Skip to main content
School of Electronic Engineering and Computer Science

Meta-learning-based domain adaptation for melody extraction

When: Wednesday, September 25, 2024, 11:00 AM - 12:00 PM
Where: GC205, Graduate Centre Building

Speaker: Kavya Ranjan Saxena

Abstract: The task of extracting the dominant pitch from polyphonic audio is crucial in the music information retrieval field. A substantial amount of labelled audio data is required to effectively train the machine learning models to perform the task. Generally, the traditional models trained on audios of one domain, i.e., source, may not accurately extract pitch from audios of different domains, i.e., target. To boost the performance, the models are adapted on minimal labelled data from the target domain, a method known as the supervised domain adaptation. We use the meta-learning algorithm as the supervised domain adaptation method for the task of melody extraction, by proposing a novel weighting technique to handle the class imbalance when adapting to a few audios in the target domain.

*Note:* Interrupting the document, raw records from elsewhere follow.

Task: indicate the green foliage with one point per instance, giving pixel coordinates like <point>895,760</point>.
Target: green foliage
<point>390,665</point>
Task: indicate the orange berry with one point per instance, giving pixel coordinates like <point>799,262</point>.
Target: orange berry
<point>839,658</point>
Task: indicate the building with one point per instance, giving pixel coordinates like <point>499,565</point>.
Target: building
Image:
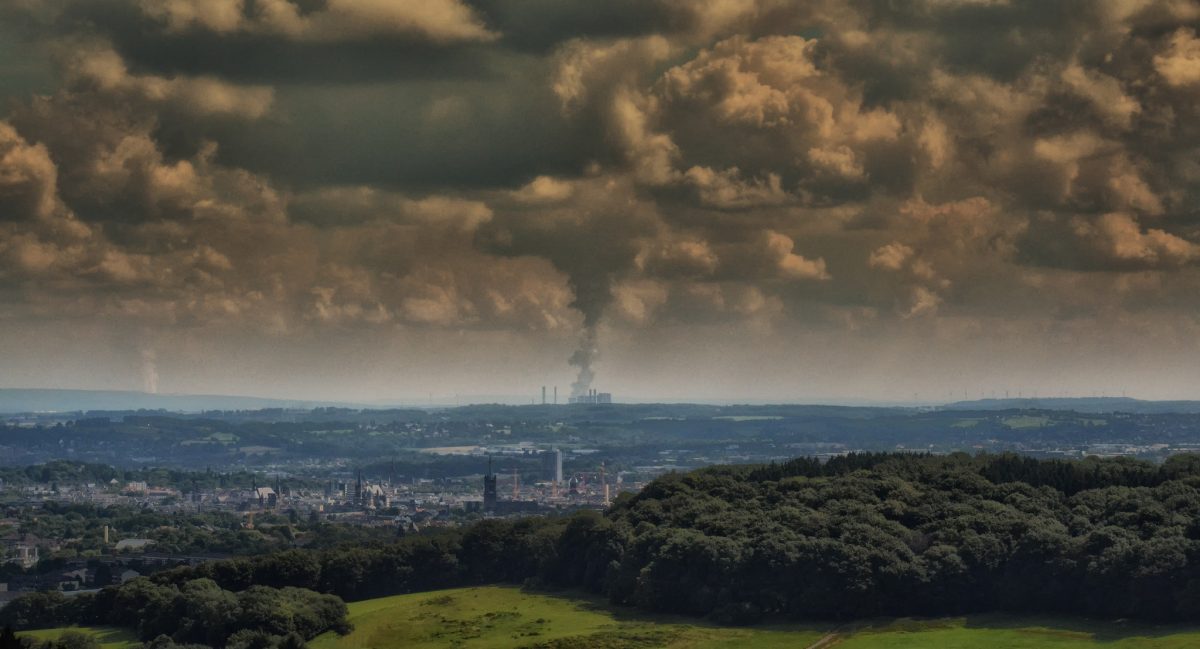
<point>592,397</point>
<point>490,488</point>
<point>552,466</point>
<point>23,556</point>
<point>267,498</point>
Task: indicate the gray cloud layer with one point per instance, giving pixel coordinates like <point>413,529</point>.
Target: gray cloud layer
<point>759,197</point>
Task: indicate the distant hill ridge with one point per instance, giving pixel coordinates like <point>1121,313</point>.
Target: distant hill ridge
<point>72,401</point>
<point>1079,404</point>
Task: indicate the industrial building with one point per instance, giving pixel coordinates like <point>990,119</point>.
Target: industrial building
<point>592,397</point>
<point>552,466</point>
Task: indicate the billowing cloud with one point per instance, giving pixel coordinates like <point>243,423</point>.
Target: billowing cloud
<point>441,20</point>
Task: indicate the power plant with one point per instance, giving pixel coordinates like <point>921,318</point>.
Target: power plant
<point>592,397</point>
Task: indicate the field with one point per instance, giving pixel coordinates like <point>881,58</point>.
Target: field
<point>510,618</point>
<point>497,617</point>
<point>107,636</point>
<point>503,617</point>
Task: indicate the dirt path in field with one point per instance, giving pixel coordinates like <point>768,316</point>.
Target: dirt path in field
<point>826,641</point>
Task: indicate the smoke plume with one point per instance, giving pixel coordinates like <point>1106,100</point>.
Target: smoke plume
<point>149,372</point>
<point>583,358</point>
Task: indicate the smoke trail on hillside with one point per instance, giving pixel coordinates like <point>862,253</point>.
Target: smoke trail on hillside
<point>149,372</point>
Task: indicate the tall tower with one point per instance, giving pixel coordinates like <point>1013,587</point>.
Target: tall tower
<point>604,481</point>
<point>490,487</point>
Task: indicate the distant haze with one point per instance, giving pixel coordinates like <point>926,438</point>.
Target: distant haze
<point>750,200</point>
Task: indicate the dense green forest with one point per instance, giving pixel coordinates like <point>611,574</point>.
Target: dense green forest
<point>858,536</point>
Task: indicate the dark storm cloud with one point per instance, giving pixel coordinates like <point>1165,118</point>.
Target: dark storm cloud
<point>582,173</point>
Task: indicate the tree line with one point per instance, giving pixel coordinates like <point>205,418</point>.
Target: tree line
<point>875,534</point>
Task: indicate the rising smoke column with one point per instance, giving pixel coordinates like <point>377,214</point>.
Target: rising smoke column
<point>583,358</point>
<point>593,294</point>
<point>149,371</point>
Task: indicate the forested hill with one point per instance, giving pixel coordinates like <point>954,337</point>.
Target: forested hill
<point>858,536</point>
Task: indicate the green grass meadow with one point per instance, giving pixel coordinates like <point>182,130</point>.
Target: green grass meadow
<point>499,617</point>
<point>505,617</point>
<point>108,637</point>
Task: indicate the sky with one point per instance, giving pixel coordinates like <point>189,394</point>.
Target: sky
<point>665,199</point>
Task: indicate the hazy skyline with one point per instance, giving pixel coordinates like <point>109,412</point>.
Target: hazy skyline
<point>717,199</point>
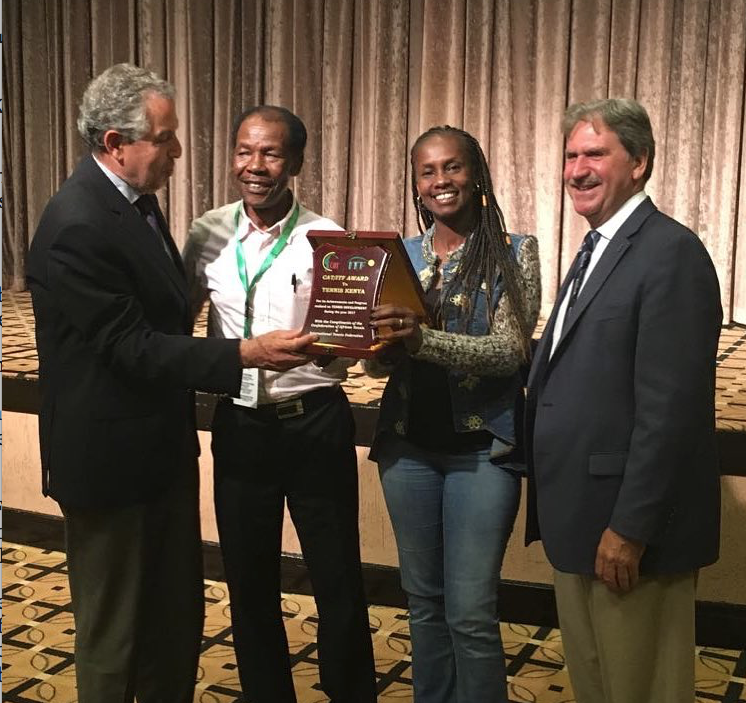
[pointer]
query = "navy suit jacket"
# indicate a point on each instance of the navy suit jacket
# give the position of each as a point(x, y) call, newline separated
point(621, 420)
point(116, 358)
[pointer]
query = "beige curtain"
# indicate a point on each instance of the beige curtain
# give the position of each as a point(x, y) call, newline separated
point(368, 76)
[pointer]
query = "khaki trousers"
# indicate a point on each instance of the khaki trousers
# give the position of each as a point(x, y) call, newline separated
point(137, 596)
point(636, 647)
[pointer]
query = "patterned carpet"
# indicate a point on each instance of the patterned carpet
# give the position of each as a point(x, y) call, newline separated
point(38, 635)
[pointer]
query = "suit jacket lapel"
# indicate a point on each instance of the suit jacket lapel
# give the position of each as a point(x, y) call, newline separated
point(614, 252)
point(136, 227)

Further, this method can be extended as an efficient interactive melody extraction method based on active adaptation. This method selects the regions in the target audio that require human annotation using a confidence criterion based on normalized true class probability. The annotations are used by the model to adapt itself to the target domain using meta-learning. The meta-learning-based domain adaptation method is model-agnostic and can be applied to other non-adaptive melody extraction models to boost their performance.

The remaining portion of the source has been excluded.